Released on RCA records, the new album captures a side of Shiflett few fans have ever seen before. After finding success with the Foo and Irish-punk cover band Me First and the Gimme Gimme’s (which Shiflett has tattooed on the reverse side of his bottom lip) the Santa Barbara native stripped down his sound for the album, relying more on acoustics and organ work giving the album are far more laid back appeal than the supercharged rock and roll he’s been known for.

From beginning to end, the album is an Eagles’ paradise, featuring the acoustic guitar prominently on most of its nine tracks, interlaced with classic guitar riffs, sinister slide, melodic organ work reminiscent of Gregg Allman, and bass lines that take the wheel. Songs like “Death March,” (2:40), “God Damn,” (4:21), and “Bandaged,” (4:16) showcase The Peasants use of slide to create a more laid back, driving-down-a-dirt-highway-with-the-sun-in-your-face feel that comes to mind as the album plays out.

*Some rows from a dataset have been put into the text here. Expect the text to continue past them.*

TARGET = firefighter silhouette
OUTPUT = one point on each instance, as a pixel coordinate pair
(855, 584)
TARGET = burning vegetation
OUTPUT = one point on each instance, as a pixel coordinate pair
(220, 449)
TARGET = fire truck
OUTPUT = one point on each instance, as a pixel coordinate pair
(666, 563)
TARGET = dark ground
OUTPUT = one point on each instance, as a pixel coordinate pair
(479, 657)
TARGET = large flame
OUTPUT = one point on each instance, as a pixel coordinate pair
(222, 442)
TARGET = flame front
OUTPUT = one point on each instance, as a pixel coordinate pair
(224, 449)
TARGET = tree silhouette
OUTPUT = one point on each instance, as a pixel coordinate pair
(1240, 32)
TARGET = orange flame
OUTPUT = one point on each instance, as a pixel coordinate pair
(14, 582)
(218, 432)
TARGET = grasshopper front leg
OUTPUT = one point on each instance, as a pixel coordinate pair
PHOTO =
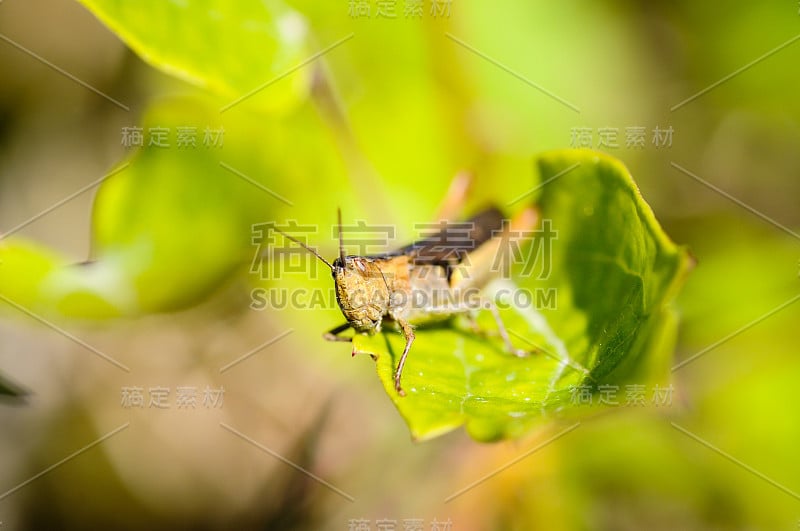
(408, 333)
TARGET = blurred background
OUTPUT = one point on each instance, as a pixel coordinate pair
(378, 124)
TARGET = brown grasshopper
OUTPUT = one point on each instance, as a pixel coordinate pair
(419, 283)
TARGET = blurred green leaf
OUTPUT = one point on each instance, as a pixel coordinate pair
(10, 389)
(170, 225)
(614, 273)
(231, 48)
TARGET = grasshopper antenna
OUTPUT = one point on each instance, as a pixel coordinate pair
(341, 239)
(304, 246)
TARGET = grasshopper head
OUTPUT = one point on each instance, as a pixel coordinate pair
(361, 291)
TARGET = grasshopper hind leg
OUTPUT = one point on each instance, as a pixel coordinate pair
(408, 333)
(333, 334)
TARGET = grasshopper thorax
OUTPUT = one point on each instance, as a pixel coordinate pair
(361, 291)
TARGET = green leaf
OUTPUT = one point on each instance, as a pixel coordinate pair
(614, 273)
(230, 48)
(169, 225)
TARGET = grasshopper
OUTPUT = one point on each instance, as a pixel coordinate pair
(419, 283)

The self-titled album plays just shy of forty-five minutes, featuring track lengths that range from the rocking blues riffed “An Atheist’s Prayer,” (5:02), to the boisterous blues pledge that The Peasants, “can break this mold,” in the short-but-sweet “Not Going Down Alone,” (2:18).

It seems that Chris Shiflett and his band of Dead Peasants (Derek Silverman and John Lousteau), are trying to break away from the “mold” fame has cast for them up until now. Lyrics like, “you don’t have to live like this,” and, “It’s true I don’t need you,” deal with the surly issues of loss and moving on. But the music offers hope in the sense that Chris Shiflett should no longer worry about a certain someone we’ll just refer to as Grohl. With memorable tag lines, thought-provoking lyrics, and just as memorable riffs, Chris Shiflett & The Dead Peasants sounds nothing like his prefaced punk/pop music and offers listeners both new and old something different, something fresh, something new to latch onto, and definitely sets the “Peasants” aside from the “King.”